LeetCode-in-Java
3444. Minimum Increments for Target Multiples in an Array
Hard
You are given two arrays, nums and target.
In a single operation, you may increment any element of nums by 1.
Return the minimum number of operations required so that each element in target has at least one multiple in nums.
Example 1:
Input: nums = [1,2,3], target = [4]
Output: 1
Explanation:
The minimum number of operations required to satisfy the condition is 1.
- Increment 3 to 4 with just one operation, making 4 a multiple of itself.
Example 2:
Input: nums = [8,4], target = [10,5]
Output: 2
Explanation:
The minimum number of operations required to satisfy the condition is 2.

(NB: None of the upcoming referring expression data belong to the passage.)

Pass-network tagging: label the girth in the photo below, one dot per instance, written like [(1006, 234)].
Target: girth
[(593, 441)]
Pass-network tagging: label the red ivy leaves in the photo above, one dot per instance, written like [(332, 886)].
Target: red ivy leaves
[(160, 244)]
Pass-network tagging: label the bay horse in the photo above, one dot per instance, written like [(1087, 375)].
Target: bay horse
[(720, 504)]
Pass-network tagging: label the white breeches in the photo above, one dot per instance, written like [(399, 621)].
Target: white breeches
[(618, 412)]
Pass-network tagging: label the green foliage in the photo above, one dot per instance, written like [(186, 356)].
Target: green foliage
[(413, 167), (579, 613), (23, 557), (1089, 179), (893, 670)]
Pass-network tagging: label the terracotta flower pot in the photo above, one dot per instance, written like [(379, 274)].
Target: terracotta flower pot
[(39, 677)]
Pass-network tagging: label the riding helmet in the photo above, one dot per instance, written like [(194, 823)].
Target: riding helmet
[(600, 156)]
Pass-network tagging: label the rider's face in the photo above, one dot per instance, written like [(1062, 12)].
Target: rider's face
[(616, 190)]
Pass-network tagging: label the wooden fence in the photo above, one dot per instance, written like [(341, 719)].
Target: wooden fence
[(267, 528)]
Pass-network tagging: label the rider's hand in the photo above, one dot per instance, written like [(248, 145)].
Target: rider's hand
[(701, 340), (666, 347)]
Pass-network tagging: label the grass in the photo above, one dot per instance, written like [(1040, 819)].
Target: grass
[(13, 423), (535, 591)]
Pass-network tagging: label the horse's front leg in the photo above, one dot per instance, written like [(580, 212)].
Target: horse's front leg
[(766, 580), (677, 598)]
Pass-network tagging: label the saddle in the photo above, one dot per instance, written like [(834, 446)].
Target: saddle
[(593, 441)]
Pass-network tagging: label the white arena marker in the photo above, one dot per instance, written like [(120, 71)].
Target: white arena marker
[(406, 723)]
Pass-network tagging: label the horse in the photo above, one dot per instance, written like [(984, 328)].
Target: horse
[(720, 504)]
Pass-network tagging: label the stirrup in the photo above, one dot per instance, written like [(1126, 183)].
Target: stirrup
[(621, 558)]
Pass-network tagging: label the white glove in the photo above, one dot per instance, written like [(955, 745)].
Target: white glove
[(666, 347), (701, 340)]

- Increment 8 to 10 with 2 operations, making 10 a multiple of both 5 and 10.
Example 3:
Input: nums = [7,9,10], target = [7]
Output: 0
Explanation:
Target 7 already has a multiple in nums, so no additional operations are needed.
Constraints:
1 <= nums.length <= 5 * 1041 <= target.length <= 4target.length <= nums.length1 <= nums[i], target[i] <= 104
Solution
public class Solution {
public int minimumIncrements(int[] nums, int[] target) {
int m = target.length;
int fullMask = (1 << m) - 1;
long[] lcmArr = new long[1 << m];
for (int mask = 1; mask < (1 << m); mask++) {
long l = 1;
for (int j = 0; j < m; j++) {
if ((mask & (1 << j)) != 0) {
l = lcm(l, target[j]);
}
}
lcmArr[mask] = l;
}
long inf = Long.MAX_VALUE / 2;
long[] dp = new long[1 << m];
for (int i = 0; i < (1 << m); i++) {
dp[i] = inf;
}
dp[0] = 0;
for (int x : nums) {
long[] newdp = dp.clone();
for (int mask = 1; mask < (1 << m); mask++) {
long l = lcmArr[mask];
long r = x % l;
long cost = (r == 0 ? 0 : l - r);
for (int old = 0; old < (1 << m); old++) {
int newMask = old | mask;
newdp[newMask] = Math.min(newdp[newMask], dp[old] + cost);
}
}
dp = newdp;
}
return (int) dp[fullMask];
}
private long gcd(long a, long b) {
return b == 0 ? a : gcd(b, a % b);
}
private long lcm(long a, long b) {
return a / gcd(a, b) * b;
}
}